Starbucks looks to recycle all cups by 2015


By Jake Thomas, Resource Recycling

If Starbucks is to achieve its bold goal of ensuring that each and every one of the 4 billion cups its consumers use every year is recyclable or reusable by 2015, it's going to take help from other retailers, including competitors, and especially consumers. That was one of the takeaways from a webinar held last week by the coffee behemoth that shed light on its cup recycling ambitions.
Since 2009, Starbucks has implemented recycling programs in 18 markets, established partnerships with several municipalities and concluded three recycling pilots.
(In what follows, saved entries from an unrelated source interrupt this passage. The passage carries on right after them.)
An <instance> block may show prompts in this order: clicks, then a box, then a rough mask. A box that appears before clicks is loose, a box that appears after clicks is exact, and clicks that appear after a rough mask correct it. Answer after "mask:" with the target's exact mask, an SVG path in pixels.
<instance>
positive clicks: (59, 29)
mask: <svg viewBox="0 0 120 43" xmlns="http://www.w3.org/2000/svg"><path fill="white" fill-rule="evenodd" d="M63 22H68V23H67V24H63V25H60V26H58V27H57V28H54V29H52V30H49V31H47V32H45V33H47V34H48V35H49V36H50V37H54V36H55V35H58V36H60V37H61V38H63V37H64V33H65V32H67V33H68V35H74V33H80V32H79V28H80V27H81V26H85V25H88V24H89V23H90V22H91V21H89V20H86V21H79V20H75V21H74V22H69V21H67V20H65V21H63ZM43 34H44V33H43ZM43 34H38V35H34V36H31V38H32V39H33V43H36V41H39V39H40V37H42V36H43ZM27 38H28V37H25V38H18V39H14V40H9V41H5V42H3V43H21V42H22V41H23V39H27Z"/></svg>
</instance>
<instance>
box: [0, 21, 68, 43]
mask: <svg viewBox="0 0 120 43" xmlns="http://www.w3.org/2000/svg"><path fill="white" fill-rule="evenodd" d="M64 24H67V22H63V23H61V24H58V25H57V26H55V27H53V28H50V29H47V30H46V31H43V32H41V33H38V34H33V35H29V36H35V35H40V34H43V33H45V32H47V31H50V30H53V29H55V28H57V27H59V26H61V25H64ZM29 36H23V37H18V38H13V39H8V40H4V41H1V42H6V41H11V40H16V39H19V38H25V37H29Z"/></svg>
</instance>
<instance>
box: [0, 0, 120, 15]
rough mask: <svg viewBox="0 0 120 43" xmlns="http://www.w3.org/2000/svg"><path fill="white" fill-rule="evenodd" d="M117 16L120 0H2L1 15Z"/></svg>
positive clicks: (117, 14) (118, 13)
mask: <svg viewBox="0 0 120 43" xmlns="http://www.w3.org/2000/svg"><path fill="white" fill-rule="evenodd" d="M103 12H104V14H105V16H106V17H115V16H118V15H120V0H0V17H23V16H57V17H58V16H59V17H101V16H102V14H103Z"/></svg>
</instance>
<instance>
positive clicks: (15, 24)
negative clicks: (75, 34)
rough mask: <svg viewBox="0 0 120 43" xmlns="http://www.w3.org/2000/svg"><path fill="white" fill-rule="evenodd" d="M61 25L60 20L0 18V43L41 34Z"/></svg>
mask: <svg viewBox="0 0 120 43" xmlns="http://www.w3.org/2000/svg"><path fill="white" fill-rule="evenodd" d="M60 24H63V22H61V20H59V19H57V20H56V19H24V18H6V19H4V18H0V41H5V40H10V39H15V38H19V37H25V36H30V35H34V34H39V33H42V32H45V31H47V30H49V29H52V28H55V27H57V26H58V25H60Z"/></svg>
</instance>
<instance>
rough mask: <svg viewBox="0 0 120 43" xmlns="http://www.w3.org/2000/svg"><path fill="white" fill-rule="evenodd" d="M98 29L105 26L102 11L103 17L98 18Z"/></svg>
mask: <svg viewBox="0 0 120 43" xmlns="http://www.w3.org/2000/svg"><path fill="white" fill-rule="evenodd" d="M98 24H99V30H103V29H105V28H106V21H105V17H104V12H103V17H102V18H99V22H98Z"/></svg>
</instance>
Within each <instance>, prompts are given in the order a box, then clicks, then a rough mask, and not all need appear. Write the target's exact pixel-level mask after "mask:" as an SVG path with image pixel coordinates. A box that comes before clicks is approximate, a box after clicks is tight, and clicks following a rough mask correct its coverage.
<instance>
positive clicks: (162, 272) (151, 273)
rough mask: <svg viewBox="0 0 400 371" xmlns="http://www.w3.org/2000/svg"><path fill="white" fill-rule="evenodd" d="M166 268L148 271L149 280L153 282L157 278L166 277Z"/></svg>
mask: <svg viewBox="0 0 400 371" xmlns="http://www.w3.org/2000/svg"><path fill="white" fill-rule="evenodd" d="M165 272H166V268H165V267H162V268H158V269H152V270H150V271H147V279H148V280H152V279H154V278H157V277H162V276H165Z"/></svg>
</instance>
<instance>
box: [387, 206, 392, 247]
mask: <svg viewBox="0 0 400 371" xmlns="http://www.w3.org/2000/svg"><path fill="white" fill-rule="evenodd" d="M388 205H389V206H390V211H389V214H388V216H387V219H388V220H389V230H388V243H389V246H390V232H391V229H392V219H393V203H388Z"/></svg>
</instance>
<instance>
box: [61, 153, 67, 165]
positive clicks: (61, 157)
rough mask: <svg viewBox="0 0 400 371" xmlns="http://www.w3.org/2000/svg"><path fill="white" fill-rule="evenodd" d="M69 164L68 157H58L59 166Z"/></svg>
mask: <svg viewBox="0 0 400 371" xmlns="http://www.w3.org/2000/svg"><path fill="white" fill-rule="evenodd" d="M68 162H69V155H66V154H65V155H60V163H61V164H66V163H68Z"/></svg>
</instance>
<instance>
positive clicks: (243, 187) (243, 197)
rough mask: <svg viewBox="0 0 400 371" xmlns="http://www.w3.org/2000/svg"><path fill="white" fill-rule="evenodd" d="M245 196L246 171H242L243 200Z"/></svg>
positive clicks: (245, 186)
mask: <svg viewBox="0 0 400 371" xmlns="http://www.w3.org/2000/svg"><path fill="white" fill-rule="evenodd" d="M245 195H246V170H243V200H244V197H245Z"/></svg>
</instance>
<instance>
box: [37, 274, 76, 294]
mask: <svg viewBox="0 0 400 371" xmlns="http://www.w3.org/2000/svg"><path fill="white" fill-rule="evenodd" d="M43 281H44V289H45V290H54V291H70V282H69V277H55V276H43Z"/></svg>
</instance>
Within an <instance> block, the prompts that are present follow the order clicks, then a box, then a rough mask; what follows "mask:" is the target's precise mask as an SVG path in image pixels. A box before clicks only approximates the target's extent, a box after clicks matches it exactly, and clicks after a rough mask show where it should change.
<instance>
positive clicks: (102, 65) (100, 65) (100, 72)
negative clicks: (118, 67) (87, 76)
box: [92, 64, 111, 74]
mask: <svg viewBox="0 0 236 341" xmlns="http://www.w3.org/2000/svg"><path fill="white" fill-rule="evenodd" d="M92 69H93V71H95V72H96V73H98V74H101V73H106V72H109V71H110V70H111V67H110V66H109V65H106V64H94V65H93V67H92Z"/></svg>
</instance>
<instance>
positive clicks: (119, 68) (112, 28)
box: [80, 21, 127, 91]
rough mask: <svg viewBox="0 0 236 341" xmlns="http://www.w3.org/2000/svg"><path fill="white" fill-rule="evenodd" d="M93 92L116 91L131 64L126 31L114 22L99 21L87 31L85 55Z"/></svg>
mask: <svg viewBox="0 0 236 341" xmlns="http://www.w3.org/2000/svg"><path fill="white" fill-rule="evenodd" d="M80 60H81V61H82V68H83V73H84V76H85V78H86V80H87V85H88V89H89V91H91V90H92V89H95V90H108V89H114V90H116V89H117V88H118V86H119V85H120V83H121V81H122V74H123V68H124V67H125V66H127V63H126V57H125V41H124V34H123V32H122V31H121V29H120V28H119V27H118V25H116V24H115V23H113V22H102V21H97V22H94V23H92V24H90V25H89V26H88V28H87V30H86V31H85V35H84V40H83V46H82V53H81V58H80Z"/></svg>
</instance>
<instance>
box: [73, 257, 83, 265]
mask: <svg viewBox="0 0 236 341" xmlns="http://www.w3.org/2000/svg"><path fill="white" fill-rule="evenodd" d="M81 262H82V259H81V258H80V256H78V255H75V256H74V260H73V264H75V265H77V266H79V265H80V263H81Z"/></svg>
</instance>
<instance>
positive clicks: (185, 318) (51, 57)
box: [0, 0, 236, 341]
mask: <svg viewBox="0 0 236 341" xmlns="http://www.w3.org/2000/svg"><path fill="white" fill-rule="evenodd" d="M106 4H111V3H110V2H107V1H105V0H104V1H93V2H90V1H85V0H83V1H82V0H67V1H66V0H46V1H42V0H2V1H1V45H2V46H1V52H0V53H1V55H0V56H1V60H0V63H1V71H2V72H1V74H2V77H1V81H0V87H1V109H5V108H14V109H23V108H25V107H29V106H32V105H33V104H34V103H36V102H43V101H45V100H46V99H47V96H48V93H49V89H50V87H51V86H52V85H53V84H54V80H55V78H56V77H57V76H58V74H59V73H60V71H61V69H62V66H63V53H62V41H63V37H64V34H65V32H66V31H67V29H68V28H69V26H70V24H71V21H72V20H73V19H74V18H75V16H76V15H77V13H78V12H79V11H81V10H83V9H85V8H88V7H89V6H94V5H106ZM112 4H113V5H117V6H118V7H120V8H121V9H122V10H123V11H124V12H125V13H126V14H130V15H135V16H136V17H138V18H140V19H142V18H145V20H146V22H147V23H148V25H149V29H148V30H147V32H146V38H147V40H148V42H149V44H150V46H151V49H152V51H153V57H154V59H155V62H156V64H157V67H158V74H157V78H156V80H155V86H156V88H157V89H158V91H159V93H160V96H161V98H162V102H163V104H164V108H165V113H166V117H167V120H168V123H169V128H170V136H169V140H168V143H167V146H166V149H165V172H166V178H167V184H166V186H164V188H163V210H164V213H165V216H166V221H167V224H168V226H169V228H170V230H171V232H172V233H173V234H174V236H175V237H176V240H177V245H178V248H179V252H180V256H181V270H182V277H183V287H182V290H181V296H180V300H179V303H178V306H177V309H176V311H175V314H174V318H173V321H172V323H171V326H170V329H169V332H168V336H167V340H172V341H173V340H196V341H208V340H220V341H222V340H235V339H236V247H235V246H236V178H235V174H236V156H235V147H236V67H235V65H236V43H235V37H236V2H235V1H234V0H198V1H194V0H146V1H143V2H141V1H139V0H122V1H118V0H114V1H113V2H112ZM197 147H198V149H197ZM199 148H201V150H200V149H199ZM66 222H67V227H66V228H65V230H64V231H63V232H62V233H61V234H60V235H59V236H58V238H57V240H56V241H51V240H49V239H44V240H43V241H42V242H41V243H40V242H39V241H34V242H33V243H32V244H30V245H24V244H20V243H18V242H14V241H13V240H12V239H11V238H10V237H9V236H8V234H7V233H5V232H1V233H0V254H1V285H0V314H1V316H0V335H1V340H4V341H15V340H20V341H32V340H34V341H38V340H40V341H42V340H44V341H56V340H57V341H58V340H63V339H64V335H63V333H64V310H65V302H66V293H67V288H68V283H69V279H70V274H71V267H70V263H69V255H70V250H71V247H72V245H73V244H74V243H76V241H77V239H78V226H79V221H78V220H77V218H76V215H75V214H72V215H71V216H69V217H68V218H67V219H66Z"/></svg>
The company also wrapped up another project late last year with International Paper that demonstrated that its ubiquitous paper cups can indeed be recycled into new ones.
Last week's webinar, held as part of the company's third "Cup Summit" at the Massachusetts Institute of Technology, featured a panel that included representatives from all corners of the cup supply chain that highlighted how scale and cooperation will be critical in realizing Starbucks' aspirations.
"Yeah, there's 4 billion Starbucks paper cups out there every year that we generate, but that's not a lot to a paper company, and the desire and need for scale is what we're really talking about is the most important aspect here," said Starbucks Director of Environmental Impact Jim Hanna, who moderated the panel.
Despite the mounds of paper cups Starbucks produces every year, paper company Georgia-Pacific could process all of them in four days at its Green Bay, Wisconsin mill, said Hanna, who also noted that the company has a 100-percent recycling volume target for all its cups by 2015.
To get the needed scale, according to Hanna, Starbucks will need to work with other companies, including competitors such as Canada's ubiquitous coffee-and-donut chain Tim Hortons, which initiated a similar cup recycling project in 2008 in Toronto.
According to Tim Hortons Environmental Affairs Manager Carol Patterson, who was present on the panel, the company worked with other retailers in the area to build the needed volume for their successful cup recycling initiative.
"So if you sort of take that as a microcosm of what could be if we collaborated and ensured that all retailers and all waste industries were taking the materials, [it's] a perfect example of how collaboration could work to build volume and to have a marketable product," she said.
As part of the project, according to Patterson, Tim Hortons actively engaged their employees while making trash and recycling bins easy to use for customers.
Customers, according to members of the panel, will be an important piece of making this all work because if the cups are contaminated they'll be harder to market.
Joe Burke, Action Carting Environmental Services director of sales and panelist, said his company, which provides recycling services to Starbucks, could handle some contamination, but it would best if customers would just get rid of any fluid before recycling the cup.
Peter Senge, a senior lecturer at MIT who appeared on the panel, said that this will require a shift in consumer thinking and added that personalizing each party's role in the project will help make it successful.
"If I know that emptying out my cup — which takes all of one second — will make Joe's business successful, which will make the recycling thing work, then, boom, I'm now paying attention to part of the system that I was ignoring before," said Senge.
However, the big obstacle, said Hanna, is the lack of infrastructure for consumers in some parts of the country to recycle their cups.
"It's a tough goal and we only have a few years left to reach that goal," said Hanna, who remains optimistic.
Other topics discussed by the panel included Starbucks' efforts to encourage customers to bring in their own mugs. Currently, Starbucks will take 10 cents off the price of a beverage served in a mug or tumbler brought in by a customer. However, Hanna noted that this incentive has had limited success. Upping the discount significantly, he said, would quickly turn Starbucks into a nonprofit company.
Also brought up was Starbucks' decision to use No. 5 plastic, polypropelene, for its cold cups over the more commonly recyclable plastics No. 1 and No. 2.
"The reason we did that is we look at the total environmental footprint of our cups from cradle to grave, you know, manufacturing and raw material and disposals and all these things, and what we were discovering was on the manufacturing side, by switching to polypropylene, we significantly reduced the carbon footprint of those cups by over 45 percent from the previous material," he said.